Payam-e Enghelab countered with an editorial last week by accusing the president of upsetting the balance of power in Iran’s political system and of employing “Persianism” rather than “Islamism” as the ideological basis of government. This was a serious accusation in a state that disdains nationalism over religion. "Does being on top justify whatever action the government thinks is right, disregarding the law?" the magazine asked.
Parliament is the bastion of Iran’s conservative establishment and an attack on it by the president was bound to elicit a response, Alireza Nader, an international policy analyst at the RAND Corp., wrote in a commentary for the online news magazine Tehranbureau.com. They view Ahmadinejad's claim as an attempt to undermine their authority.
But for Ahmadinejad the more painful accusation is that his efforts to put presidential rule at the top of the power apex contradicted the political principles of the Islamic state as established by the Ayatollah Khomeini, the deeply revered founder of Iran’s Islamic state. Although he died in 1989, Khomieni’s philosophy officially continues to guide it. Indeed, the conservatives are known as “principalists” for their self-proclaimed strict adherence to Khomeini’s views. 

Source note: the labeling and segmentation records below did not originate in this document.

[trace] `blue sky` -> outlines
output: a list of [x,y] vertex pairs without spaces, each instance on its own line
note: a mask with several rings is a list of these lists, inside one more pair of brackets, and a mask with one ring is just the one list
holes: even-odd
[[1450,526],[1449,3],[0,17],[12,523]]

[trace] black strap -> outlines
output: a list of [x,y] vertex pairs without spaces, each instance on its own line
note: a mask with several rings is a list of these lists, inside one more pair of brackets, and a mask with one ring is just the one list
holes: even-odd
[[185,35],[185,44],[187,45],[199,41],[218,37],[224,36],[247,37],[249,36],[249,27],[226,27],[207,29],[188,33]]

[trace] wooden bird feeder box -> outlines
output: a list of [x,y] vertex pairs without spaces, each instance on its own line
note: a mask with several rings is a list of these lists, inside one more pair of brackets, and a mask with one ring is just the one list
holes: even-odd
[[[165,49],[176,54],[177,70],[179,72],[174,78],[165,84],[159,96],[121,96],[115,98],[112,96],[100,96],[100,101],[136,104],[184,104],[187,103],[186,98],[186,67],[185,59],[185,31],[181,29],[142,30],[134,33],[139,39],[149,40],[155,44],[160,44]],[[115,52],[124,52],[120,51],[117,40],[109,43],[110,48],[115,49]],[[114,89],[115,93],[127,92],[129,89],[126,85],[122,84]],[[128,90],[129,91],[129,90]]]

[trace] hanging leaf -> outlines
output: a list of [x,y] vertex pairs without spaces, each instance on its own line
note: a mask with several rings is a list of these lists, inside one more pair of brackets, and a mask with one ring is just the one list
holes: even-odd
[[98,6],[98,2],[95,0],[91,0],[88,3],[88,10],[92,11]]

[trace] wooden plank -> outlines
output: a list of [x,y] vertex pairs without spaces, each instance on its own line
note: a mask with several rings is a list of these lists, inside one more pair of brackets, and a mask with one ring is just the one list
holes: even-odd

Nader said the Guards are by no means all aligned against Ahmadinejad, who himself is a veteran of the organization and has vastly expanded its political power since he was first elected to office in 2005. But many in the Guards’ leadership are pleased to see the president being cut down to size, he said.
Ayatollah Ali Khamenei supported Ahmadinejad in both presidential elections, but now the ayatollah fears the president has grown too strong and so he is trying to create a counter power, said Alfoneh in a telephone interview from Washington D.C...
“For the Revolutionary Guards, a policy of ‘resistance’ against the U.S. is ideal even if it entails costs, but it has to produce tangible benefits for the regime's military elite,” Nader wrote on Tehran.com.  “United Nations sanctions and Iran's loss of support from key partners such as Russia have been interpreted as failures.”
The Guards’ political ascendency began during the years Iran was ruled by reformist President Mohammad Khatami. But their power may have peaked during Ahmadinejad's first term, beginning in 2005.
Meanwhile, the Iranian Green Movement, whose supporters took to the street in the summer of 2009 to protest what they alleged was a fraudulent election, isn’t a player in the power struggle, according to Alfoneh.
Yet Nader said Ahmadinejad's disregard of parliament has pushed some hardliners in the principalist faction closer together with the more moderate reformists.
The rifts have prompted Supreme Leader Ali Khamenei to call for all branches of government to support the president whose government he has hailed as extremely successful.
“National unity is very important and must be strengthened with every passing day... and by that I am addressing both officials and ordinary people," Khamenei said during his recent visit to the holy city of Qom.